Restava lidar com a operação deficitária da Avon fora da América Latina. “Com o tempo, a marca perdeu força, não acompanhou as mudanças no consumo e se tornou cara de manter”, afirma Áthia.
Todos os relatórios de analistas reconheciam o esforço da Natura em reorganizar suas operações, mas alertavam que, sem a venda ou o encerramento da operação internacional da Avon, a redução de endividamento não seria alcançada.
Um ano depois, esse momento chegou. Na quinta-feira, a Natura confirmou a venda para a Regent, e a reação foi imediata: as ações subiram mais de 15%, refletindo o alívio dos investidores, que viam o encerramento do antigo projeto de transformar a empresa em uma “L’Oréal tropical”.
Além de se livrar dos prejuízos, a Natura poderá receber até £60 milhões (aproximadamente R$ 430 milhões na cotação atual) em pagamentos adicionais condicionados ao desempenho futuro da empresa (earn-outs), segundo comunicado da companhia.
O fechamento da transação ainda depende de aprovações regulatórias, mas está previsto para o primeiro trimestre de 2026. A transação não abrange as operações da Avon na América Latina e na Rússia.

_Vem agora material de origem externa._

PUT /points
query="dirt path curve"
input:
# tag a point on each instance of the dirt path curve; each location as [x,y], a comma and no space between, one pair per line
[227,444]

Segundo analistas, a venda da Avon International consolida a mudança estratégica: a Natura decidiu se tornar mais enxuta, concentrando-se na América Latina, onde suas marcas têm maior penetração e vantagem competitiva.

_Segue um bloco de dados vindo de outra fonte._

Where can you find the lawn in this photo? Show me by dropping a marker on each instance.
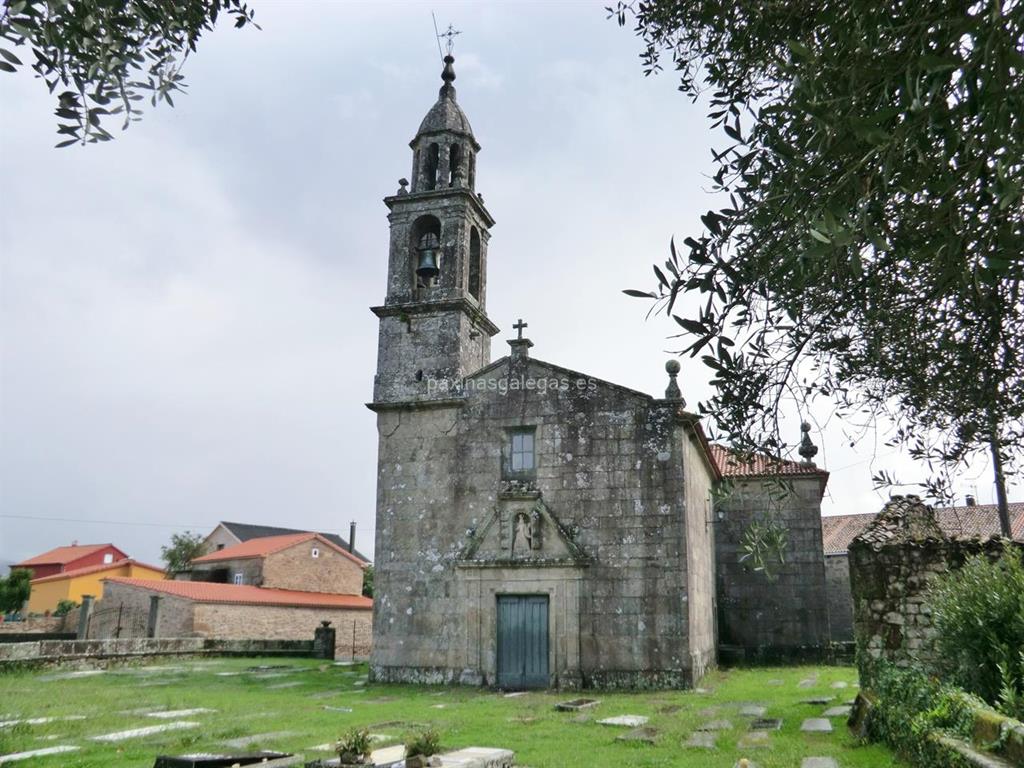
(310, 702)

“A operação por um valor simbólico mostra que o objetivo não era arrecadar recursos imediatos, mas se desfazer de um ativo deficitário, reduzir riscos e destravar valor para os acionistas”, analisa Marcos Pelozato.
Entre a aquisição da Avon, em 2019, e o anúncio da venda da companhia no Reino Unido, passaram-se apenas seis anos — um período curto que evidencia a rapidez do “vaivém” na estratégia global da Natura.
Para os analistas, o desafio daqui para frente será consolidar o novo posicionamento, aumentar a rentabilidade e reconquistar a confiança dos investidores, já refletida na valorização das ações após o anúncio.
“Hoje, a Natura ainda colhe os efeitos negativos dessas decisões e precisa reorganizar a estrutura. Mas, nesse processo, vem fazendo um bom trabalho. Acreditamos que o futuro tende a ser positivo e estável, com marcas fortes como Natura e Avon Latam, que continuam operando bem”, afirma o analista da Ativa.
Para o mercado, a venda da Avon International representa um passo importante: a empresa sai de um ciclo de queima de caixa e passa a oferecer uma trajetória mais clara e previsível aos investidores.